Kaiser Permanente is the dominant and almost singular exception the traditional health insurance model. It is vertically integrated and is organized on a non-profit basis.
With a narrow exception of emergency out of network care, Kaiser requires all of its insureds to receive their care from within their network, in which all providers except a few hospitals, alternative medicine providers and scarce specialists are owned and operated by Kaiser itself in which everyone who works in the network is an employee of Kaiser, typically at compensation significantly less than what the owners of an independently owned and operated provider would charge.
In addition to paying people who would otherwise own independent health care providers less in exchange for freeing them from the risks and hassles of being a business owner as well as a health care provider, this model affords Kaiser a variety of other advantages.
* Kaiser can unilaterally set the amount that it charges for medical goods and services, subject to its need to cover its wholesale costs for providing those medical goods and services, so it has much less uncertainty regarding how much it will receive from insureds for particular medical services and how much it will pay for those goods and services (which are mostly part of a monthly payroll and overhead expense that isn't directly tied to how much care its insureds need). This also makes it easier for Kaiser to provide more services on a co-pay basis than other providers without facing the risk that provider costs will grow uncontrollably.
* Kaiser insureds receive medical goods and services at a much smaller number of locations than providers in a traditional health insurance plan, allowing it to secure economies of scale and to have much more direct, hands on management of their providers by senior health care administrators.
* Kaiser providers share a single medical records database that facilitates better coordination of providers and allows it to automate tools to monitor the heath care that patients are receiving.
* Kaiser eliminates a lot of the paperwork associated with traditional health insurance and associated billing difficulties by eliminating the need for providers to request insurance payments for the services that they have provided.
Kaiser's radically different business model allows it to provide comparable health care at a lower price than many its competitors which has won it a disproportionate share of the Obamacare insurance exchange markets for people who don't have employer provided group health insurance plans, despite the reduced choice of doctors that it affords its insureds.

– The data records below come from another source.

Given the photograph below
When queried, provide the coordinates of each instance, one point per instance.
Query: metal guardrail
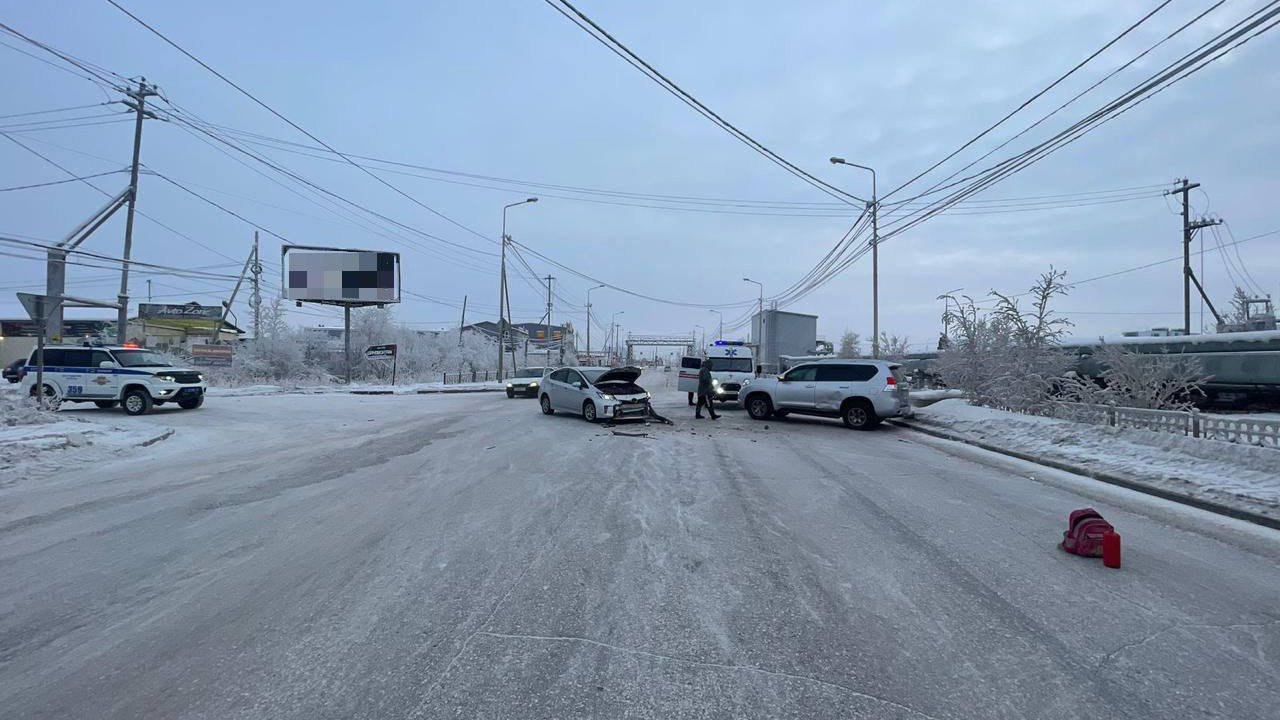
(1224, 428)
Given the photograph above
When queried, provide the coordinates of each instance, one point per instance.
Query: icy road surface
(465, 556)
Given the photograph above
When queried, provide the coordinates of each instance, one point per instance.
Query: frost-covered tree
(894, 347)
(1008, 356)
(1239, 313)
(1121, 377)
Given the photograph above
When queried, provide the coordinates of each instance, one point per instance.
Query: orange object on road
(1111, 548)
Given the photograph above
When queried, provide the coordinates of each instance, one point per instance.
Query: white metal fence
(1226, 428)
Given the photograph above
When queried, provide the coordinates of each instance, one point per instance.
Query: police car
(109, 376)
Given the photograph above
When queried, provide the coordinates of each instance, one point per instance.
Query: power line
(940, 186)
(298, 178)
(97, 83)
(636, 62)
(113, 259)
(46, 128)
(1176, 71)
(1244, 265)
(85, 67)
(750, 208)
(295, 126)
(1032, 99)
(54, 163)
(268, 141)
(60, 182)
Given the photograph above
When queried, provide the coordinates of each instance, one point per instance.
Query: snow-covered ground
(1239, 475)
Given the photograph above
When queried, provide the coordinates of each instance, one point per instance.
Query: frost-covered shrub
(1006, 356)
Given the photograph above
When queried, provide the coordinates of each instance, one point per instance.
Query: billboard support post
(346, 327)
(227, 306)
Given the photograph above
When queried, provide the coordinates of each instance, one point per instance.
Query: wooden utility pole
(256, 299)
(138, 105)
(549, 320)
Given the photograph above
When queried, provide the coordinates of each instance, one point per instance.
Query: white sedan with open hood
(608, 393)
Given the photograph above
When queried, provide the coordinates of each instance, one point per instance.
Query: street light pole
(873, 205)
(760, 315)
(946, 311)
(502, 285)
(589, 319)
(613, 329)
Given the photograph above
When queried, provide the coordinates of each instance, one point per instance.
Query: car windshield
(140, 359)
(731, 364)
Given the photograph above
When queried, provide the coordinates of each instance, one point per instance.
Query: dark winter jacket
(704, 378)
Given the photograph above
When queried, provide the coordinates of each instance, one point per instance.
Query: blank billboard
(341, 276)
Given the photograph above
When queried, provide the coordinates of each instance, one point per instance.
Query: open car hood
(620, 376)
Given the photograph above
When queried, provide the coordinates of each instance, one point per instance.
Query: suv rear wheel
(859, 415)
(136, 401)
(758, 406)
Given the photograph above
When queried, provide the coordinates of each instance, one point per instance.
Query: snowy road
(464, 556)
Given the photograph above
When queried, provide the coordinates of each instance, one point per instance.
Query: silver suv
(859, 392)
(108, 376)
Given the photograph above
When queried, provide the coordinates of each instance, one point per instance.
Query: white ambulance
(732, 363)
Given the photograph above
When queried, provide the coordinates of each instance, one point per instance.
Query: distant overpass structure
(688, 341)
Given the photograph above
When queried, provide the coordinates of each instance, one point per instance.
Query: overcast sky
(513, 90)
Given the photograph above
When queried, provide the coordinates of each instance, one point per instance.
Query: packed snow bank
(28, 434)
(1234, 474)
(17, 410)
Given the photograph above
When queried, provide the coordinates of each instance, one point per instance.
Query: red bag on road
(1084, 533)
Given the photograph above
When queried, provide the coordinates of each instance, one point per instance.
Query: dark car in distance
(13, 372)
(525, 382)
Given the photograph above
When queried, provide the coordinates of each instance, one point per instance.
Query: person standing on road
(704, 391)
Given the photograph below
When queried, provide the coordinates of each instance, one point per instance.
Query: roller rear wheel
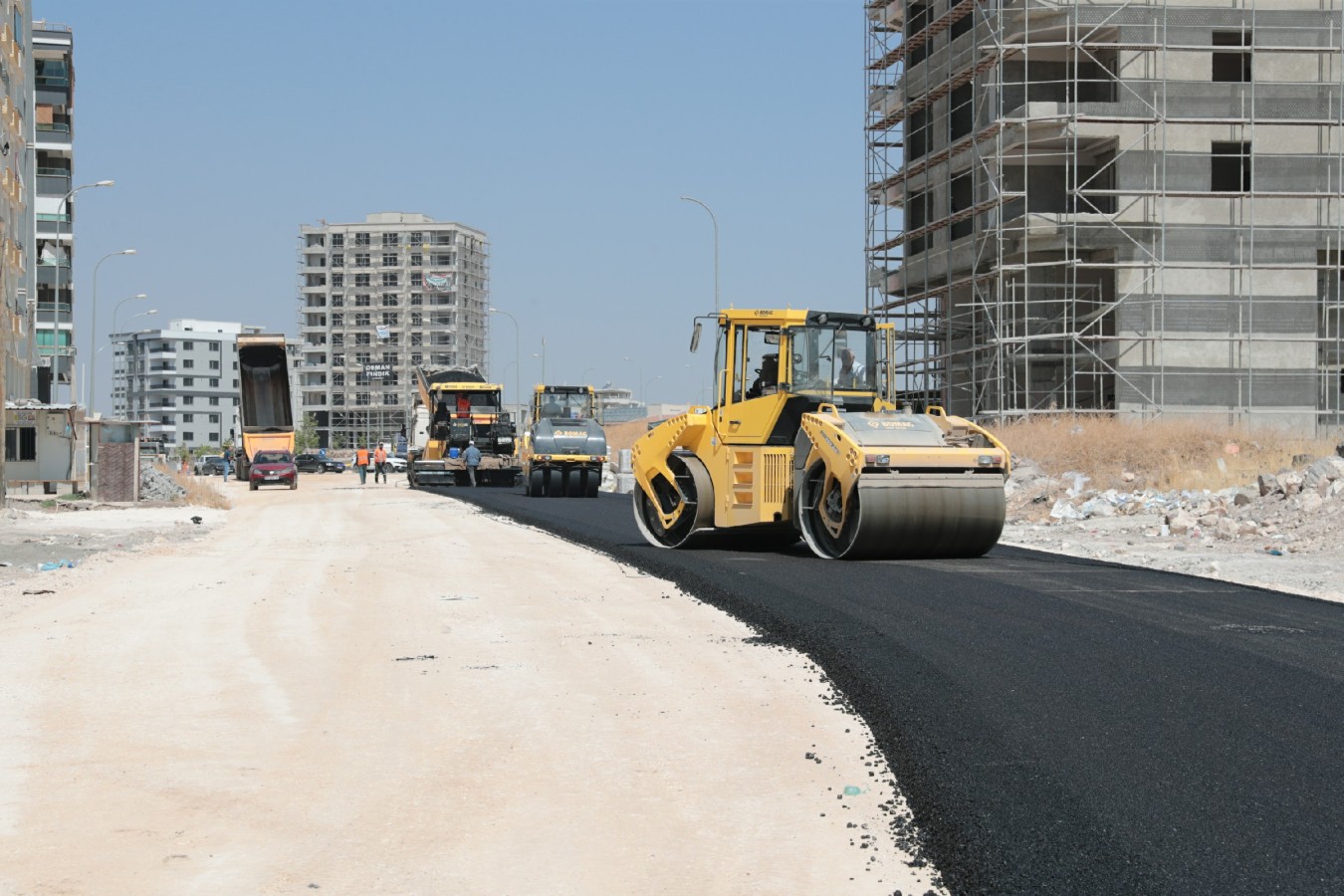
(694, 483)
(829, 526)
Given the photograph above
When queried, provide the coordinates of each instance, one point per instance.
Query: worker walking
(361, 462)
(379, 464)
(473, 460)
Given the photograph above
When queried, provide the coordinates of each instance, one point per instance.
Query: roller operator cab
(805, 439)
(564, 448)
(459, 407)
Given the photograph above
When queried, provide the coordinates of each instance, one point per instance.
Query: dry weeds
(200, 491)
(1162, 454)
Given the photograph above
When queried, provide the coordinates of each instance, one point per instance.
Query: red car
(275, 468)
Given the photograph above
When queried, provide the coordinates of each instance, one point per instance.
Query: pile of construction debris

But, Kaiser has a quite limited geographic scope. It does business in only eight states and the District of Columbia: four Pacific states (California, Oregon, Washington State and Hawaii), Colorado, Georgia, Maryland, Virginia and the District of Columbia. In Virginia, moreover, it only operates in the Northern Virginia area which is a suburb of D.C., while in Maryland it only serves the D.C. and Baltimore metropolitan areas. Similarly, in Georgia, it provides services only in the greater Atlanta and Athens areas.
There is only one Red State (Georgia) and one Purple State (Virginia) in Kaiser's entire portfolio (at this point I count Colorado is "Blue" and not "Purple") and in both cases Kaiser's operations are limited to some of the bluest parts of those states.
Kaiser has no operations in the other 42 U.S. states, both limiting its political clout and denying residents of these states an alternative business model for health care. This also makes Kaiser not a viable option for employers or insureds who routinely find themselves away from home. And, even in the areas that it does serve, it has few providers in rural areas away from major metropolitan areas.
The lack of alternatives to traditional health insurance in most of the United States and essentially all of rural America is one of the reasons that people in different states perceive health care issues differently.